From the citation for his Victoria Cross in the November 26 1917 London Gazette:
His Majesty the KING has been graciously pleased to approve of the award of the Victoria Cross to the undermentioned Officer, Non-commissioned Officers and Men: —
No. 456 Sjt. Lewis McGee, late Aus. Imp. Force.
For most conspicuous bravery when in the advance to the final objective, Sjt. McGee led his platoon with great dash and bravery, though strongly opposed, and under heavy shell fire.
His platoon was suffering severely and the advance of the Company was stopped by machine gun fire from a "Pill-box" post. Single-handed Sjt. McGee rushed the post armed only with a revolver. He shot some of the crew and captured the rest, and thus enabled the advance to proceed. He reorganised the remnants of his platoon and was foremost in the remainder of the advance, and during consolidation of the position he did splendid work.

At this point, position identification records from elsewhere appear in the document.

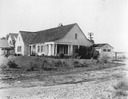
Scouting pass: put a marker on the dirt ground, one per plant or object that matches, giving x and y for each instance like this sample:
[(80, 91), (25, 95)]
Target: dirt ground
[(96, 84)]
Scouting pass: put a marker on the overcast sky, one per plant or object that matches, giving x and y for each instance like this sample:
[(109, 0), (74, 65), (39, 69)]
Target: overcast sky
[(107, 19)]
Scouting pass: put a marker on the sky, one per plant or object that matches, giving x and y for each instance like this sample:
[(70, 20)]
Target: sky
[(107, 19)]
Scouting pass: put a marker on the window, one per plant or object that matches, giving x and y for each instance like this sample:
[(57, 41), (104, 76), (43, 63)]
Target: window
[(104, 50), (38, 48), (75, 36), (109, 50), (19, 49), (42, 48), (10, 42)]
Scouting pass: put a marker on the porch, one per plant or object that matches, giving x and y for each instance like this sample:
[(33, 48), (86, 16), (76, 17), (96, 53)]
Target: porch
[(52, 49)]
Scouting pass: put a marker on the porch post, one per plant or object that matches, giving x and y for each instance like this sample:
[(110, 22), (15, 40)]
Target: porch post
[(71, 49), (55, 49), (68, 49), (53, 45)]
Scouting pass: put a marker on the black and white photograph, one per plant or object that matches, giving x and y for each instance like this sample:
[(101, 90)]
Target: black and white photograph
[(63, 49)]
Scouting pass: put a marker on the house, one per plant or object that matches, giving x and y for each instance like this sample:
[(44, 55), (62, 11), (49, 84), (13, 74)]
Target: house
[(12, 39), (120, 55), (62, 39), (4, 47), (104, 49)]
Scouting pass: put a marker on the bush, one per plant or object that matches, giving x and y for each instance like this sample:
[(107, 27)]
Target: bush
[(78, 64), (3, 67), (32, 66), (12, 64), (88, 53), (74, 55), (61, 55), (121, 89), (105, 59), (58, 64)]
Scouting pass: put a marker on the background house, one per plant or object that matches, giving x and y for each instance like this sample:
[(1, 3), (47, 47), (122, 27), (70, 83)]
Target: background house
[(12, 39), (4, 47), (104, 49), (62, 39)]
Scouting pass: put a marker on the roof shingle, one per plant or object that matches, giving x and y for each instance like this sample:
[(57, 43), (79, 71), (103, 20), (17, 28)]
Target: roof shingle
[(4, 43), (45, 35), (13, 35)]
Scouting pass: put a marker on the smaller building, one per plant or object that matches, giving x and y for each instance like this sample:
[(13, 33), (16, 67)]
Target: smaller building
[(104, 49), (4, 47), (12, 39)]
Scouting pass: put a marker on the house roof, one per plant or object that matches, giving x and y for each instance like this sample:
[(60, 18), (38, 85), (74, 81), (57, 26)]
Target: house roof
[(100, 45), (4, 43), (13, 35), (46, 35)]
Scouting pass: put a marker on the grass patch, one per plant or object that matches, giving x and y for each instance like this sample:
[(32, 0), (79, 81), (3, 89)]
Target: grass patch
[(121, 90)]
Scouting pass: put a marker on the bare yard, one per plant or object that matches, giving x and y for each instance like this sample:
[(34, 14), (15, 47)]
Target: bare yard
[(75, 83)]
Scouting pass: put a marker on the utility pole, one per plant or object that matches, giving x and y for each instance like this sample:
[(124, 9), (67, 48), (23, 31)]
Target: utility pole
[(90, 35)]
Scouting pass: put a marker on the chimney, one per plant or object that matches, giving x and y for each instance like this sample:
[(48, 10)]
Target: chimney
[(60, 25)]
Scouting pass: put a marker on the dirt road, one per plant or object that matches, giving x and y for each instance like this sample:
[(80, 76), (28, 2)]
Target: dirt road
[(83, 85)]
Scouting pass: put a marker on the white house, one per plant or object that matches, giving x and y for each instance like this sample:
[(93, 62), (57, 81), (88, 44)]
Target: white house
[(12, 39), (4, 47), (62, 39), (104, 49)]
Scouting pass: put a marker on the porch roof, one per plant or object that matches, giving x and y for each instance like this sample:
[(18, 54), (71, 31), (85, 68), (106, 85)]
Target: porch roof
[(4, 43), (46, 35)]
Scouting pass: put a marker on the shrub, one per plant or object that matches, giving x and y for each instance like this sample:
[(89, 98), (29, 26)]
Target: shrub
[(58, 63), (121, 89), (121, 86), (74, 55), (77, 64), (46, 65), (105, 59), (61, 55), (32, 66), (85, 64), (12, 64), (88, 53), (3, 67)]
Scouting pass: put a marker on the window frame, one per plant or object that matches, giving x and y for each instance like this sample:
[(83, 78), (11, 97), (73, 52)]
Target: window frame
[(76, 36), (104, 50), (19, 48)]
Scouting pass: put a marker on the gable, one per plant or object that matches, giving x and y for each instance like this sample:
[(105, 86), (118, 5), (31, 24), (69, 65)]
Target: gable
[(46, 35), (19, 40), (70, 37), (103, 45), (4, 43)]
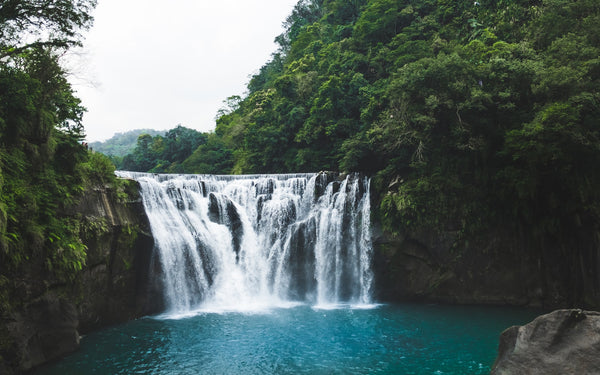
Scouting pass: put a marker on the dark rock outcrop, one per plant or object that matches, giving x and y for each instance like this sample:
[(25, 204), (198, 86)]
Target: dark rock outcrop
[(562, 342), (440, 265), (48, 315), (44, 330)]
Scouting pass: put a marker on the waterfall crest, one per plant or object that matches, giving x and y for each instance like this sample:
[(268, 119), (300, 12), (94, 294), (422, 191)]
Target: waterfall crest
[(251, 241)]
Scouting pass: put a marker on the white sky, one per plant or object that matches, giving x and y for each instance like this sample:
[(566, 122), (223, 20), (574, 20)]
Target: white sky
[(156, 64)]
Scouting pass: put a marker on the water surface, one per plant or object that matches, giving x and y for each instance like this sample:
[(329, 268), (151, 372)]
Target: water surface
[(387, 339)]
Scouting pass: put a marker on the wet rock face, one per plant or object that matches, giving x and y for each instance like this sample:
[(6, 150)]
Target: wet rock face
[(562, 342), (112, 288), (45, 330)]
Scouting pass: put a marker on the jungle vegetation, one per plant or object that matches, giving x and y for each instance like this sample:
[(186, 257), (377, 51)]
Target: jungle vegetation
[(44, 167), (465, 113)]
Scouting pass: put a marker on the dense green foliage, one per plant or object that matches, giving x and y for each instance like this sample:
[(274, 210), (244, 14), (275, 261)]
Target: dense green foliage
[(44, 168), (163, 153), (467, 114), (121, 144)]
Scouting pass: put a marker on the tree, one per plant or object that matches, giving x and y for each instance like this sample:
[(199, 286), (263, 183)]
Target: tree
[(26, 24)]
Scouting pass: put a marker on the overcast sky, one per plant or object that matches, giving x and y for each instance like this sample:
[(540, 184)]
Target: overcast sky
[(156, 64)]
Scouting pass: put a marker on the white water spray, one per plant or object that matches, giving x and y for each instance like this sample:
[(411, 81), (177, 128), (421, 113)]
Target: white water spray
[(251, 242)]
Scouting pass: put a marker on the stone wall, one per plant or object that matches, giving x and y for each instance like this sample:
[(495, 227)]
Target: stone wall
[(112, 288)]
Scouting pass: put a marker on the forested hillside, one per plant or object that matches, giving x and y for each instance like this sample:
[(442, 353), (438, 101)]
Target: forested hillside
[(467, 114), (122, 144), (472, 117), (44, 167)]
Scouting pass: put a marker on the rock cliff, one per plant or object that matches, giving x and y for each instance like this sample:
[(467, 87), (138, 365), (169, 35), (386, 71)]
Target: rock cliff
[(562, 342), (437, 265), (113, 287)]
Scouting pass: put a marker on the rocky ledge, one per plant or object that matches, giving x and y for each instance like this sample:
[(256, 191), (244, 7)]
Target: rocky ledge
[(562, 342)]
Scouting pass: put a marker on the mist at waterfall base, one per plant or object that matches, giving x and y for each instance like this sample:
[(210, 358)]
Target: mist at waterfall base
[(272, 275), (388, 339)]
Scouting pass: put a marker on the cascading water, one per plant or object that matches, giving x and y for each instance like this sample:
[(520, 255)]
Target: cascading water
[(247, 242)]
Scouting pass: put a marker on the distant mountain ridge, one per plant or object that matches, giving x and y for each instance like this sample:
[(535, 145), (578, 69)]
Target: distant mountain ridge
[(122, 144)]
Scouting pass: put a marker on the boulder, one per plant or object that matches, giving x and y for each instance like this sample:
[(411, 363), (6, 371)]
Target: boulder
[(45, 330), (562, 342)]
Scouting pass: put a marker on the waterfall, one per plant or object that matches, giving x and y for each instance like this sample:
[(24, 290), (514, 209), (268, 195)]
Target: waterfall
[(236, 242)]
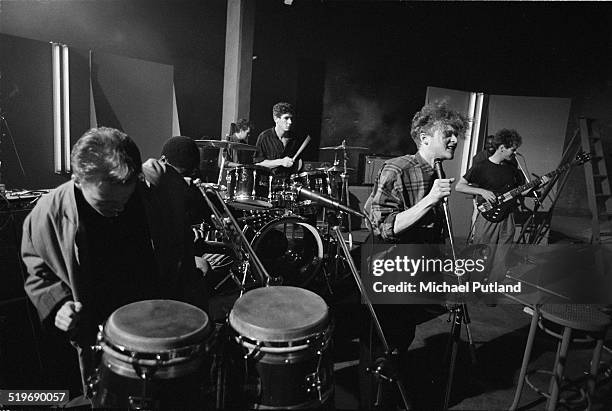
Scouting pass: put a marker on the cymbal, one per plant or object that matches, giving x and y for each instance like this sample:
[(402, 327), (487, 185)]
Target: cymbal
[(225, 144), (338, 169), (341, 147), (242, 146)]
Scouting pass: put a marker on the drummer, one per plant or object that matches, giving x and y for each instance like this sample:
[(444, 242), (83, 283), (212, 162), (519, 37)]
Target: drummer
[(239, 134), (276, 145)]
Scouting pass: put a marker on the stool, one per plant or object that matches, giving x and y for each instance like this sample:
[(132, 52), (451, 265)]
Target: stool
[(582, 317)]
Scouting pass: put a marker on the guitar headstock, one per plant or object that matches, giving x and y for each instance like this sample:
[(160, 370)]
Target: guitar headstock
[(582, 158)]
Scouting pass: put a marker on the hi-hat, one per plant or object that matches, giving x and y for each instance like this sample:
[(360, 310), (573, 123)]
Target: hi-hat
[(225, 144), (343, 147), (335, 169)]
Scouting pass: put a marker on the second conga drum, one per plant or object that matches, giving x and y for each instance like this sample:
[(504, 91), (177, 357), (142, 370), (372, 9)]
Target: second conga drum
[(284, 334), (154, 356)]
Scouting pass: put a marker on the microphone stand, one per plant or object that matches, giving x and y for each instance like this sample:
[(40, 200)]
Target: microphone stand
[(458, 312), (382, 370)]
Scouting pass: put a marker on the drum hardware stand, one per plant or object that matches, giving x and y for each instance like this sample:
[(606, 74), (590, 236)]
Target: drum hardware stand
[(345, 193), (219, 220), (383, 369), (244, 269), (458, 313)]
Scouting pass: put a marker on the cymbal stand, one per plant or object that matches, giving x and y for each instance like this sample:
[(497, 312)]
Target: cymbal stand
[(344, 177), (235, 227), (222, 166), (383, 369)]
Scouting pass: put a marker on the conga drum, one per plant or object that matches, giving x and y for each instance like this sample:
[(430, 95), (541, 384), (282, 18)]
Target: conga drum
[(284, 336), (154, 356)]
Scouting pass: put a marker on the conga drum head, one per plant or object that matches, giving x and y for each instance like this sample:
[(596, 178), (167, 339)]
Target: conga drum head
[(279, 314), (152, 326)]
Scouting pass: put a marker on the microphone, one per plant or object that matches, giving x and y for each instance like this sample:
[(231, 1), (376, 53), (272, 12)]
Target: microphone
[(305, 194), (440, 173)]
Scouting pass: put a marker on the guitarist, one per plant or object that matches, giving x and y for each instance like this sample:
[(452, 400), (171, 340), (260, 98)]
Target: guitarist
[(494, 175)]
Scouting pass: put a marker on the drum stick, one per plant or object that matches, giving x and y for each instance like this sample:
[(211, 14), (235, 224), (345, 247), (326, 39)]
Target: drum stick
[(302, 147)]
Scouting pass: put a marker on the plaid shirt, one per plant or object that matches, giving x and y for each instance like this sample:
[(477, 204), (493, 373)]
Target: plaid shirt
[(402, 182)]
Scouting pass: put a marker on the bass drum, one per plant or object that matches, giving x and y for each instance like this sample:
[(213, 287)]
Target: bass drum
[(290, 249)]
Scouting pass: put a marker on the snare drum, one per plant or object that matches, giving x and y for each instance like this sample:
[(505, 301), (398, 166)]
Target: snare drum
[(154, 356), (315, 180), (248, 187), (284, 334)]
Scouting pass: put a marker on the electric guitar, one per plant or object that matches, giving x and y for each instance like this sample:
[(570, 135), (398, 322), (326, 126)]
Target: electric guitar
[(505, 203)]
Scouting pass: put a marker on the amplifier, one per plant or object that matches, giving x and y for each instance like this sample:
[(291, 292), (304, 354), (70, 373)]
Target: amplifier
[(372, 166)]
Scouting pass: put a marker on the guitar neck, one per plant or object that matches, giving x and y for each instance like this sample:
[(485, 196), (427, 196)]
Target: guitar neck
[(538, 181)]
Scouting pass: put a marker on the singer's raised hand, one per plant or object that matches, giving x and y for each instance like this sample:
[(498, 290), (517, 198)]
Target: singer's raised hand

This Non-commissioned Officer's coolness and bravery were conspicuous and contributed largely to the success of the Company's operations.
Sjt. McGee was subsequently killed in action.
Monument honouring the 85th Nova Scotia Highlanders south of Passchendaele "in memory of the gallant comrades
who gave their lives in the operation before Passchendaele at Decline
Copse and Vienna Cottage October 28th to 31st 1917" with the names of those killed.